Search code examples
c#asp.netcsvoledb

OleDB, Misses the first character of data


I have a CSV Reading code for ASP.NET application I maintain. This ASP.NET website is running fine from 3 yrs now, and CSV reading code that use Ole.JetDB.4.0 is doing its work fine, except that once in a while some CSV with more than 4K-5K records create a problem. Usually the problem is that a record at random position [random row] miss the first character of it.

CSV File is just bunch of name and addresses per row, and they are in ASNI Format. CSV is comma seperate, no data have "comma" in data and now enclosing of field in Single or Double quote. Also, it doesn't happen often, We use the same code for say 70K record upload they works fine, but some time say in 3 yrs about 3-4 files have this problem only, we upload about one file daily.

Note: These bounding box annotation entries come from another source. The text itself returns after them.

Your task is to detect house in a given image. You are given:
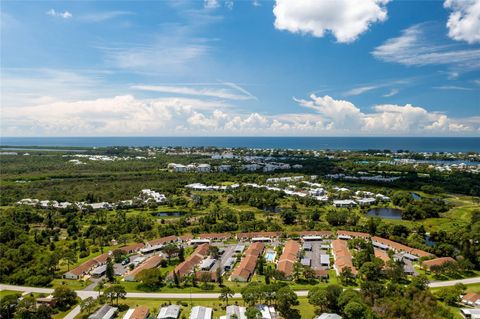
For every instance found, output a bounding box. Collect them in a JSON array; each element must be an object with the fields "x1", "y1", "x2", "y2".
[
  {"x1": 196, "y1": 164, "x2": 211, "y2": 173},
  {"x1": 63, "y1": 253, "x2": 109, "y2": 279},
  {"x1": 460, "y1": 308, "x2": 480, "y2": 319},
  {"x1": 277, "y1": 240, "x2": 300, "y2": 278},
  {"x1": 422, "y1": 257, "x2": 456, "y2": 270},
  {"x1": 462, "y1": 292, "x2": 480, "y2": 307},
  {"x1": 190, "y1": 306, "x2": 212, "y2": 319},
  {"x1": 256, "y1": 305, "x2": 277, "y2": 319},
  {"x1": 123, "y1": 306, "x2": 150, "y2": 319},
  {"x1": 169, "y1": 244, "x2": 209, "y2": 278},
  {"x1": 320, "y1": 254, "x2": 330, "y2": 268},
  {"x1": 223, "y1": 257, "x2": 237, "y2": 271},
  {"x1": 314, "y1": 312, "x2": 342, "y2": 319},
  {"x1": 220, "y1": 305, "x2": 247, "y2": 319},
  {"x1": 200, "y1": 257, "x2": 217, "y2": 271},
  {"x1": 124, "y1": 255, "x2": 163, "y2": 281},
  {"x1": 88, "y1": 305, "x2": 118, "y2": 319},
  {"x1": 157, "y1": 305, "x2": 180, "y2": 319},
  {"x1": 332, "y1": 239, "x2": 357, "y2": 274},
  {"x1": 333, "y1": 199, "x2": 357, "y2": 208},
  {"x1": 230, "y1": 243, "x2": 265, "y2": 282},
  {"x1": 217, "y1": 164, "x2": 232, "y2": 172}
]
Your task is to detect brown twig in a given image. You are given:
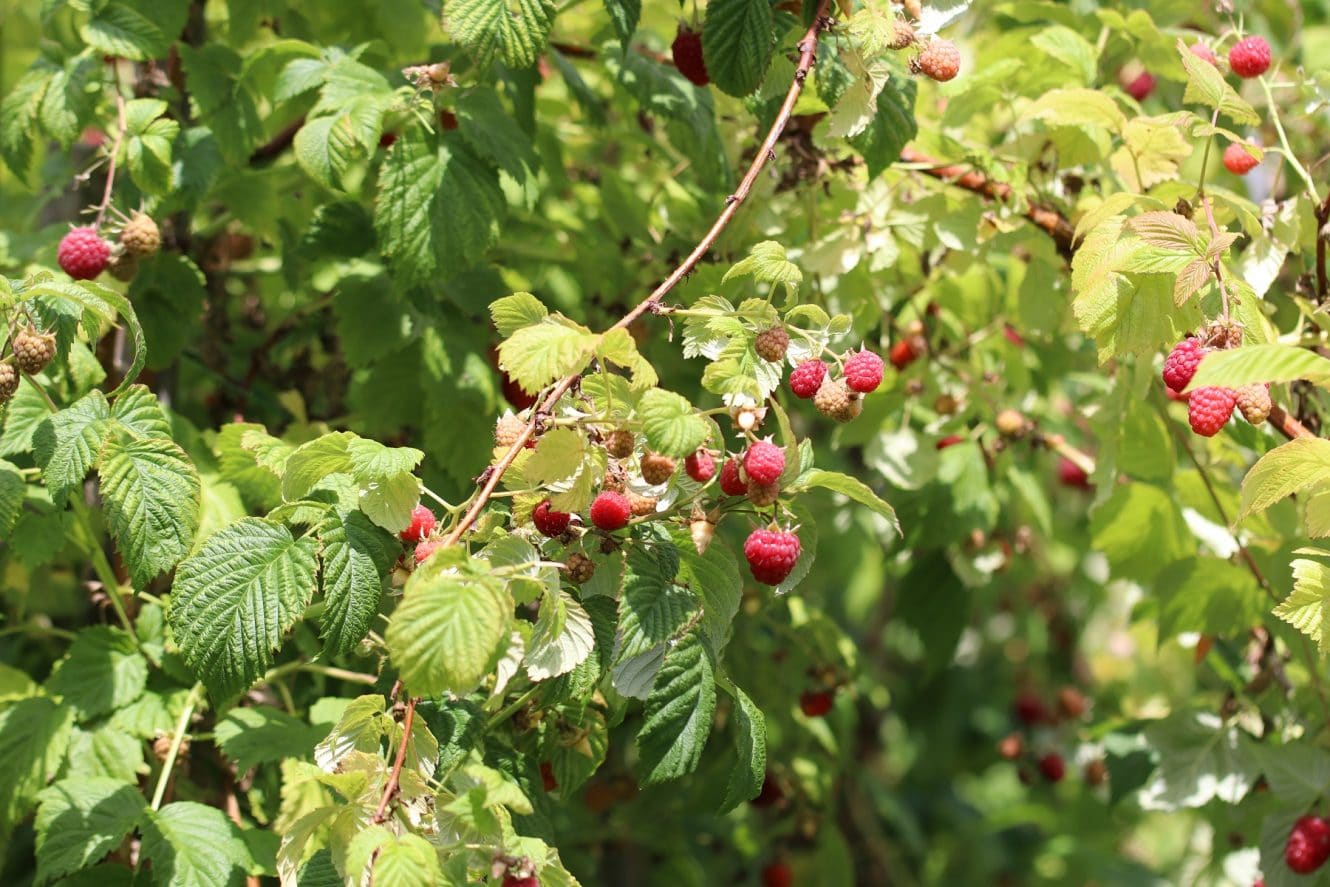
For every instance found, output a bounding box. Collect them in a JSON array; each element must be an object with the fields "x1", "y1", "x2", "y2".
[{"x1": 443, "y1": 0, "x2": 831, "y2": 545}]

For those who need what I did

using (System.Data.OleDb.OleDbConnection conn = new System.Data.OleDb.OleDbConnection
    ("Provider=Microsoft.Jet.OLEDB.4.0;Extended Properties='text;HDR=Yes;FMT=Delimited';Data Source=" + HttpContext.Current.Server.MapPath("/System/SaleList/"))
{
   string sql_select = "select * from [" + this.FileName + "]";
   System.Data.OleDb.OleDbDataAdapter da = new System.Data.OleDb.OleDbDataAdapter();
   da.SelectCommand = new System.Data.OleDb.OleDbCommand(sql_select, conn);
   DataSet ds = new DataSet();
   // Read the First line of File to know the header
   string[] lines = System.IO.File.ReadAllLines(HttpContext.Current.Server.MapPath("/System/SaleList/") + FileName);
   string header = "";
   if (lines.Length > 0)
      header = lines[0];

   string[] headers = header.Split(',');
   CreateSchema(headers, FileName);
   da.Fill(ds, "ListData");
   DataTable dt = ds.Tables["ListData"];
}

And this code is working fine except the mention thing. I cut some unrelated part so, might not work by copy paste.

EDIT: More information

  1. I try to use ODBC with Microsoft Text Driver, then I use ACE Driver with OleDB. the result is same with all three drive.

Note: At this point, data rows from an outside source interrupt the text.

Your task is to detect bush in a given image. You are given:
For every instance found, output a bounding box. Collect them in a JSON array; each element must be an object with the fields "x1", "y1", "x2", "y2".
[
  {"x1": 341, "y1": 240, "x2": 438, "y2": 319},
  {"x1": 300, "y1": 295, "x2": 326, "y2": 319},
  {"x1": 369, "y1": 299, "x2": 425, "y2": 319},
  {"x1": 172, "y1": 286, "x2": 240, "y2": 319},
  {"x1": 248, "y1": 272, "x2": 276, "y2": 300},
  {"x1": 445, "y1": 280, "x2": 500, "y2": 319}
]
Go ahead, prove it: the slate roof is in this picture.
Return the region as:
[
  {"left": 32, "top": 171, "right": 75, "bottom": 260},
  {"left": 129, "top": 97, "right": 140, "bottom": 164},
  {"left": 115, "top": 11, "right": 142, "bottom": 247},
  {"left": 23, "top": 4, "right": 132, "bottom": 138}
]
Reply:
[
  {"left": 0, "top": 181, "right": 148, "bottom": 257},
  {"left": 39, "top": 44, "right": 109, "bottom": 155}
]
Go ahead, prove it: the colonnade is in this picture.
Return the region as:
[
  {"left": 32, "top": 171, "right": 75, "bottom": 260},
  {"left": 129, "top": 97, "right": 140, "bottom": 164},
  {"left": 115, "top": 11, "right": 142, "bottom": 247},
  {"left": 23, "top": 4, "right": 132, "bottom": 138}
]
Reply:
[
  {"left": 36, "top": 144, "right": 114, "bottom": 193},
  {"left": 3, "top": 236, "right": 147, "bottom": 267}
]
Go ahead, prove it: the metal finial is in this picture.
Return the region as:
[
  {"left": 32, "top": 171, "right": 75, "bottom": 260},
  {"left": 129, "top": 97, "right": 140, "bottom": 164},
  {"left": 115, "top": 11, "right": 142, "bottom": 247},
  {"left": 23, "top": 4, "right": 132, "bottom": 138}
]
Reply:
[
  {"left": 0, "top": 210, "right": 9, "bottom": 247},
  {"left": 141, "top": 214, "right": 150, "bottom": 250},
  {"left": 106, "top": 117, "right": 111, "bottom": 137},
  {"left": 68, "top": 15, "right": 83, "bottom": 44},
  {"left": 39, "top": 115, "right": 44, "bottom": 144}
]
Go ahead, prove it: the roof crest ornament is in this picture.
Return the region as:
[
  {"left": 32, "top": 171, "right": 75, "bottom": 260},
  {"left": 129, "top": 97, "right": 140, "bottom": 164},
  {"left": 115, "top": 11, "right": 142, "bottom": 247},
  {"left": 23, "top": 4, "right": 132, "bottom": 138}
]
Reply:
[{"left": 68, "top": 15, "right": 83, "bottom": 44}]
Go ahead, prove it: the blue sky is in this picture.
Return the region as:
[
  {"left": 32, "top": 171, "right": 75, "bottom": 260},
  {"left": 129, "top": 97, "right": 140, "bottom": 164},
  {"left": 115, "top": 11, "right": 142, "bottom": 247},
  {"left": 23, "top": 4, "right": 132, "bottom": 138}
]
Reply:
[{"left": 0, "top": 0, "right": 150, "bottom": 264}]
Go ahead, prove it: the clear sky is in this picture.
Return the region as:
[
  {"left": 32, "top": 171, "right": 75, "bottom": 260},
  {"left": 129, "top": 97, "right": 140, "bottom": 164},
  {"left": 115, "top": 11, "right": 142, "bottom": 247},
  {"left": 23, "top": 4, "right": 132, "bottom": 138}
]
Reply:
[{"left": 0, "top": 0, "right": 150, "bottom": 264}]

  2. If I swap the problem record, with the preceding Row those rows are read quite well, until the next problem row [if more than one row is having problem in original file], if those are only problem row it works fine.

So from above it looks like that something is there that distract character counter, but how I can ensure it working smooth is still a quiz.

EDIT 2: I have submitted it as bug to Microsoft here : https://connect.microsoft.com/VisualStudio/feedback/details/811869/oledb-ace-driver-12-jet-4-0-or-odbc-text-driver-all-fail-to-read-data-properly-from-csv-text-file


Solution

  • I would suggest you examine a problem file with a hex editor - inspect the line that causes the problem and the line immediately preceding it.

    In particular look at the line terminators (CR/LF? CR only? LF only?) and look for any non-printable characters.